Descripción de la fortaleza de Zafra

La roca sobre la que asienta fue tallada de forma que  aún acentuara su declive y su inexpugnabilidad. En la pradera que la circunda solamente quedan mínimos restos de construcciones, que posiblemente pertenecieran a muralla de un recinto exterior  utilizable como caballeriza, patio de armas o mero almacén de  suministros. En lo alto del peñón vemos el castillo. Puede subirse  a él por una escalera que el actual propietario ha puesto para su uso, tras una puerta metálica que, en ingeniosa disposición sobre la roca, es necesario franquear. Hasta hace unos años, la única forma de acceder al castro era a base de escalar la roca con verdadero riesgo.

Sabemos que en tiempos primitivos, cuando los condes de Lara lo construyeron y ocuparon, Zafra tenía un acceso al que se calificó por algunos cronistas como de gran ingenio y traza.

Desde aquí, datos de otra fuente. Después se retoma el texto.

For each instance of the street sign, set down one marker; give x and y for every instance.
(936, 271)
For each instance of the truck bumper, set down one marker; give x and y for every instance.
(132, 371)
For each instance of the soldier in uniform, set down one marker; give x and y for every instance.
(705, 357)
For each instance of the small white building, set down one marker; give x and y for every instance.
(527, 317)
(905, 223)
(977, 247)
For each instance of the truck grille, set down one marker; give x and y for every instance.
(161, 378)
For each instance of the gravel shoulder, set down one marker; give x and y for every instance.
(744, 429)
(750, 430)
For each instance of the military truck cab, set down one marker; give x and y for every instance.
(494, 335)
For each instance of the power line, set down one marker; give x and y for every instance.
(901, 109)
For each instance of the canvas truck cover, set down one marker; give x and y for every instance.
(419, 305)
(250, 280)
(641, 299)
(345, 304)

Ningún resto queda del mismo, pero es muy posible que estuviera en el extremo occidental de la roca, y que mediante la combina­ción de escaleras de fábrica, quizás protegidas por alguna torre, y peldaños tallados en la roca, pudiera accederse a la altura.

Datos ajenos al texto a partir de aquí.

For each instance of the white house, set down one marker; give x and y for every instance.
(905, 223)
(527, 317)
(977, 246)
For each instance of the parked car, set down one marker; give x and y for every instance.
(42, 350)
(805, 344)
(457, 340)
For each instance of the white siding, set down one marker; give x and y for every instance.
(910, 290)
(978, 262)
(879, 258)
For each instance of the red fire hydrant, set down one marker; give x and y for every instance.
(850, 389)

Una vez arriba, encontramos un espacio estrecho, alar­gado, bastante pendiente. Los restos que sobreviven nos dan idea de su distribución. Queda hoy parte de la torre derecha que custodiaba la entrada por este extremo. Fuertes muros de sillare­jo muy basto, con sillares en las esquinas, y los arranques de una bóveda de cañón. A mitad del espacio de la lastra, surgen los cimientos de lo que fue otra torre que abarcaba la roca de uno a otro lado, y que una vez atravesada, permite entrar en lo que fuera «patio de armas», desde el que se accede a la torre del homenaje, que, hoy reconstruida en su totalidad, y a través de una escalera de piedra adosada al muro de poniente, nos permite recorrerla en su interior, donde encontramos dos pisos unidos por escalera de caracol que se abre en el espesor del muro de la  punta de esta torre, de planta hexagonal irregular. Aún nos  permite la escalera subir hasta la terraza superior, almenada, desde la que el paisaje, a través de una atmósfera siempre limpia y transparente, se nos muestra inmenso, silencioso, evocador nuevamente de antiguos siglos y epopeyas.

Sugerencias para la visita

No le conviene al viajero llegar en época de lluvias, ni cuando el terreno esté blando. El mejor camino es el que parte desde Hombrados, y es preferible preguntar antes en el pueblo, recomendán­dose hacer el trayecto a pie (es una media jornada para la ida, la visita, y la vuelta), en vehículo «todo‑terreno» o en automóvil de turismo con las precauciones de rigor. El propietario es D. Antonio Sanz Polo, miembro de la Asociación Española de Amigos de los Castillos, con quien puede contactarse previamente a efectos de visitar la torre del homenaje, hoy ya totalmente restaurada y convertida en espacio privado.